On if Upshaw is feeling better: “I think he is really getting comfortable. You get past the first two weeks, and these young guys really start to settle in. Don’t let me put too much on him, because he still has a long learning curve to go. But, I think the excitement of it when you do see him, he is running around, he is making certain calls, and so he’s really getting adjusted to it.”

On if this year’s defense is as strong as it’s been in the past: “The question that will always be is the only thing that will ever figure … The only way you can ever figure that out is at the end of the year. That’s it. You can’t … Year after year, we always try to compare this defense to that defense. It’s just impossible to do. The thing is, you have to play the whole season out. Once you play the whole season out, you’ll see where it goes from there. “

On his impressions of NT Ma’ake Kemoeatu: “‘Kemo’ called me earlier this offseason, and I briefly spoke to him and just kept up with him and told him to get in the best shape of your life, and whatever’s going to happen, is going to happen. But, for ‘Kemo’ to be in there right now, ‘Kemo’ is playing like a man. He’s playing like a grown man, and I think you have two different ‘Kemos.’ When ‘Kemo’ first came in, you have a very young kid who is just coming in with raw ability. Now you have an older man – an older, wiser veteran who understands the game and is in probably the best shape of his life.”

On different philosophies between current defensive coordinator Dean Pees and former defensive coordinator Chuck Pagano: “Every coach has a little twist here or there. It’s always one thing that they are going to do a little bit different than the other, but pretty much it’s mostly the same. At the end of the day, it always ends up being the same thing. Coach Pees is just a great intellectual coach. He wants you to understand not just what the defense is doing, but actually how you are being attacked and things like that. And not saying that Chuck wasn’t, but coach Pees really puts a lot of emphasis on that.”

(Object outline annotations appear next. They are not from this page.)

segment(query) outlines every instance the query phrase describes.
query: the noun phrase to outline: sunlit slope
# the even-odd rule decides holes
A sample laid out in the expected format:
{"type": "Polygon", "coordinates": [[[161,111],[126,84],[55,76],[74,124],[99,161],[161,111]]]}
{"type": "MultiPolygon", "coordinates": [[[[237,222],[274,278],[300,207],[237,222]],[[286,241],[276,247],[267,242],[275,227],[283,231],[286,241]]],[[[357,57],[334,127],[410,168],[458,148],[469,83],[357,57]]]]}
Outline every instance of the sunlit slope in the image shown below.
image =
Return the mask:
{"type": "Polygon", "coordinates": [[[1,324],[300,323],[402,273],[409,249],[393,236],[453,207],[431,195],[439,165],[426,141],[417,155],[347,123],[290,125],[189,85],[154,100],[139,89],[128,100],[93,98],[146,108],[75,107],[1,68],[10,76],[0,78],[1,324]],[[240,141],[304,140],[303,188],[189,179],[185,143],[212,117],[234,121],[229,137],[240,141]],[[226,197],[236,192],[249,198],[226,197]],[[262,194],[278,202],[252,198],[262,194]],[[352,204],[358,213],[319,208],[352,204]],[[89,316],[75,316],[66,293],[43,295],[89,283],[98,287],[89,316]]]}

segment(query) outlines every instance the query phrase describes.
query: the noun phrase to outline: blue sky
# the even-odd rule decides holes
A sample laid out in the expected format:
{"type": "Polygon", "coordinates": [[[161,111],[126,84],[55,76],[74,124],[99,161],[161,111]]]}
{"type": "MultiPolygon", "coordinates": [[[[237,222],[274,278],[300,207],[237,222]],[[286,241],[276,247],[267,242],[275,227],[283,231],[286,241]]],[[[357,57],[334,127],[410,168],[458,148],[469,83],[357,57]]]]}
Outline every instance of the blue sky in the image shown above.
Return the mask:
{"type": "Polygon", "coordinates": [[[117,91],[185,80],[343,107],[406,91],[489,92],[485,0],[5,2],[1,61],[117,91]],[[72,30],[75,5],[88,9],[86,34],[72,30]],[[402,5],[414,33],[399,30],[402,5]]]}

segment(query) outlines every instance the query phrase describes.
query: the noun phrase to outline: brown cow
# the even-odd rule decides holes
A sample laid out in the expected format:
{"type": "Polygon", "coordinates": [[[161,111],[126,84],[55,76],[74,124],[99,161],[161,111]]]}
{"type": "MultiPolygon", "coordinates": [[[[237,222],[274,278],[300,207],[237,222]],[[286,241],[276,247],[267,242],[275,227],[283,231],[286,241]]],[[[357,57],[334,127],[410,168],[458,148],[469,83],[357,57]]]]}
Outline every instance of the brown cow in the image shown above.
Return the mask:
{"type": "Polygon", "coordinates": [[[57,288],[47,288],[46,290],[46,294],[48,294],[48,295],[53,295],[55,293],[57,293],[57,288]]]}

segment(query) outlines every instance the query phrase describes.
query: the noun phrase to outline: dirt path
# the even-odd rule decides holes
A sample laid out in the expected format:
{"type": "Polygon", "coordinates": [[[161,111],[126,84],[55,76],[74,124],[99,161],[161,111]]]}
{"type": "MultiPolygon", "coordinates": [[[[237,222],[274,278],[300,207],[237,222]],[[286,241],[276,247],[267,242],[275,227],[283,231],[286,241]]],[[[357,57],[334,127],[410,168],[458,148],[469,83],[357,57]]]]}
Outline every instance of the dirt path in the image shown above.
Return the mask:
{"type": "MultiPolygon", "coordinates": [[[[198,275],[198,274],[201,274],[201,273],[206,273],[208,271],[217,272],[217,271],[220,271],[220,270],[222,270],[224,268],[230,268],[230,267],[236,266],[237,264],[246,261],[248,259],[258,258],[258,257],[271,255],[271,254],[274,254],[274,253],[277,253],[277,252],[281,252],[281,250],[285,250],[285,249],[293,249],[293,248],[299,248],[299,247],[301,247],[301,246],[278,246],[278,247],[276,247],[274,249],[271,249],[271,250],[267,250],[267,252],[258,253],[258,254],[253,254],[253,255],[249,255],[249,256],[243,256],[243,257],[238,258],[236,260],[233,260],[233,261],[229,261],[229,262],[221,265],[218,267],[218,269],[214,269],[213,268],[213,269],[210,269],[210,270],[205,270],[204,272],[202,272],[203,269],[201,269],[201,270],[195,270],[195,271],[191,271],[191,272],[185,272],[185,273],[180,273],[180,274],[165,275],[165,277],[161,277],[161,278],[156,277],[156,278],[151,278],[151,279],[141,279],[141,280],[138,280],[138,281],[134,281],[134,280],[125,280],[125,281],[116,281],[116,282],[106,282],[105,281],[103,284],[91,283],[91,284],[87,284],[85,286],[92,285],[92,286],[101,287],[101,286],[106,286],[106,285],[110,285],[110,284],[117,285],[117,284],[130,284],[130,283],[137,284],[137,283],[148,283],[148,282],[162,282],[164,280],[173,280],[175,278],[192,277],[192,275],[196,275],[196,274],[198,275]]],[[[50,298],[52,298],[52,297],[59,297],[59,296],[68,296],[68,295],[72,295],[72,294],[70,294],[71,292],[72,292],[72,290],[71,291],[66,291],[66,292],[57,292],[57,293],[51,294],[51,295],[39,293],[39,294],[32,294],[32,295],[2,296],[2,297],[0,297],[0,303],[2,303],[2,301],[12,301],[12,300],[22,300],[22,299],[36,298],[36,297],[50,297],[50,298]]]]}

On what he is looking to get out of this game in terms of pressure on the quarterback: “I don’t know. How do you assess that? I don’t know how you assess that. You have three or four different groups going in at a time. Whether we’re getting off the field or not, I think that’s the biggest thing on how you assess that. Whether it’s coming from blitz packages or just base defenses, if he was just beating his man one-on-one … I don’t really know how to assess it past that. I think the way to really assess it is to just go in and finish this preseason game. Do what we do, and whatever that entails at the end of the day, we will figure it out.”